The implementation process of any marketing strategy is, in many ways, like choreographing a perfect dance; it requires managed steps. In the case of account-based marketing—applying deep insights to tailor precise offerings for specific accounts rather than focusing on generic demographics or industries—the sequence of steps is uniquely refined.
In earlier installments of this series, we reviewed the five essential ingredients to building an account-based marketing strategy, and then how to select the ideal prospect accounts, building personas around them. It’s now time to understand the tools that shape and perfect these steps. I call them the Four Ps: preparing, prioritizing, planning and performance.
Prospecting Through the Four Ps
Account-based marketing is achieved through personalization that opens a relationship to a deeper level. The key composition tool is deep analytics, which can trace issues unique to an account and inform effective communications, as well as how and when to present them.
Our Four Ps are simply the process for managing an ABM program. Each step should be carried out with the expectation that in totality, they will enable the marketing and sales teams to understand the prospect accounts well enough to develop knowing communications that accurately anticipate needs. Let’s leap in.
As any choreographer would, we begin by blocking out our ABM strategy steps, which typically include the following:
- The ABM scope and framework—basically what you expect the strategy to accomplish.
- The tiered or prioritization plan that will serve that framework.
- The processes and technologies required to carry out the plan.

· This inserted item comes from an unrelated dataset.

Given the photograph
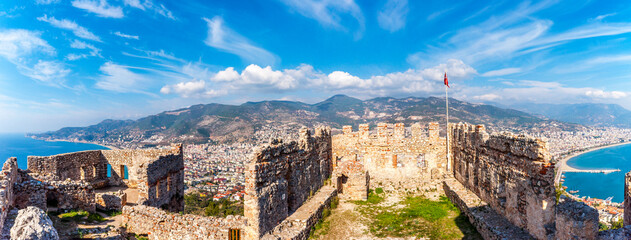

You also will need to align a staff dedicated to the venture. Often, a designated ABM manager works alongside marketing leaders to manage the preparation, welcoming input from sales and client services teams. The team is tasked with creating and maintaining technological tools, ABM plan templates (workbooks that describe the plan for engaging desired account clients, including specific profiles and strategies), and a playbook that details the end-to-end engagement process and serves as a continuous guide for the team. The playbook and templates save time and resources by bringing to the surface common tasks and information sources for building a typical top-tier account strategy. Yes, there are always exceptions, but starting with a common set of guidelines allows the team to more easily focus on the specifics of each account.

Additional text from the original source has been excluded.